To prevail on a claim of ineffective assistance of counsel, an appellant must
demonstrate both that (1) his counsel’s representation fell below an objective
standard of reasonableness and (2) the alleged deficient performance prejudiced the
defense; that is, but for the deficiency, there is a reasonable probability that the result
of the proceeding would have been different. See Strickland v. Washington, 466
U.S. 668, 687 (1984); Lopez v. State, 343 S.W.3d 137, 142 (Tex. Crim. App. 2011).
–17–
Appellant bears the burden of proving both prongs by a preponderance of the
evidence. See Thompson, 9 S.W.3d at 813. Unless appellant can prove both prongs,
an appellate court must not find counsel’s representation to be ineffective. Lopez,
343 S.W.3d at 142.
There is a strong presumption that counsel’s conduct fell within the wide
range of reasonable professional assistance and was motivated by legitimate trial
strategy. Jackson v. State, 877 S.W.2d 768, 771 (Tex. Crim. App. 1994). To find
counsel ineffective, counsel’s deficiency must be affirmatively demonstrated in the
record, and we must not engage in retrospective speculation. Id. When such direct
evidence is not available, we will assume that counsel had a strategy if any
reasonably sound strategic motivation can be imagined. Id.

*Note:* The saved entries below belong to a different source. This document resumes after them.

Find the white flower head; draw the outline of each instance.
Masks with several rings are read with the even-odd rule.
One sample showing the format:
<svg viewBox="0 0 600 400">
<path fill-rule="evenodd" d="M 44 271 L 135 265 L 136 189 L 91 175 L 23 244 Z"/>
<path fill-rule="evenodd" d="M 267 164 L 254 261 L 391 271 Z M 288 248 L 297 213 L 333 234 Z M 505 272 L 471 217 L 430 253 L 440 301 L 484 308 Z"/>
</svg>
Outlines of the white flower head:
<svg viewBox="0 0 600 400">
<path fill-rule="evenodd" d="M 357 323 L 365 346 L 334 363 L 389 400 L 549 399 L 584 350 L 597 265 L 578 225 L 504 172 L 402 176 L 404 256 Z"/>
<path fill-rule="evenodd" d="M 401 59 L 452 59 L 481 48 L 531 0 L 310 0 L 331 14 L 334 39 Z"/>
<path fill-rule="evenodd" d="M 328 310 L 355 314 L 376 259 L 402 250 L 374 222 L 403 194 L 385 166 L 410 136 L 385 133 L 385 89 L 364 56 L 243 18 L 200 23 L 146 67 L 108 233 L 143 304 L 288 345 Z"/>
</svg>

The court of criminal appeals has made clear that, in most cases, a silent record
which provides no explanation for counsel’s actions will not overcome the strong
presumption of reasonable assistance. See Rylander v. State, 101 S.W.3d 107, 110
(Tex. Crim. App. 2003). Counsel should ordinarily be afforded the opportunity to
explain his actions before being denounced as ineffective. See Menefield v. State,
363 S.W.3d 591, 593 (Tex. Crim. App. 2012). Because the reasonableness of trial
counsel’s choices often involve facts that do not appear in the appellate record, an
application for writ of habeas corpus is the more appropriate vehicle to raise
ineffective of assistance of counsel claims. See Mitchell v. State, 68 S.W.3d 640,
642 (Tex. Crim. App. 2002).
–18–
Here, appellant filed a motion for new trial but did not raise a complaint of
ineffective assistance of counsel; consequently, the record before us provides no
explanation for counsel’s actions or omissions. From this record, one could
conclude there were legitimate and professionally sound reasons for counsel’s
conduct or one could speculate that there were not. And trial counsel has not been
given an opportunity to explain. Under these circumstances, we cannot conclude
appellant has met the requirements of Strickland. We overrule the third issue.
STATE’S CROSS-ISSUE
In a cross-issue, the State requests that we modify the judgment to correct
errors in the judgment related to the offense for which appellant was convicted. The
judgment shows appellant was convicted of “AGGRAVATED ASSAULT
SERIOUS BODILY INJURY/DEADLY WEAPON/FAMILY VIOLENCE,” which
is a first-degree felony. See TEX. PENAL CODE ANN. § 22.02(a), (b)(1). The jury,
however, convicted appellant of aggravated assault with a deadly weapon, which is
a second-degree felony. See id. § 22.02(a)(2), (b).
We have the authority to correct a judgment below to make the record “speak
the truth” when we have the necessary data and information to do so.” Asberry v.
State, 813 S.W.2d 526, 529 (Tex. App.—Dallas 1991, pet. ref’d). Accordingly, we
sustain the State’s cross-issue and modify the judgment to reflect the correct offense
for which appellant was convicted, the statute for the offense, and the degree of
offense.
–19–
We affirm the trial court’s judgment as modified.
/Amanda L. Reichek/
AMANDA L. REICHEK
JUSTICE
Do Not Publish
TEX. R. APP. P. 47.2(b)
190986F.U05
–20–
S
Court of Appeals
Fifth District of Texas at Dallas
JUDGMENT
CHRISTOPHER DEWAYNE On Appeal from the Criminal District
JOHNSON, Appellant Court No. 1, Dallas County, Texas
Trial Court Cause No. F18-57558-V.
No. 05-19-00986-CR V. Opinion delivered by Justice
Reichek; Justices Molberg and
THE STATE OF TEXAS, Appellee Nowell participating.
Based on the Court’s opinion of this date, the judgment of the trial court is
MODIFIED as follows:
To show (1) Offense for which Defendant Convicted as Aggravated
Assault with a Deadly Weapon; (2) Statute for Offense as 22.02(a)(2),
(b) Penal Code; and (3) Degree of Offense as Second-Degree Felony.
As MODIFIED, the judgment is AFFIRMED.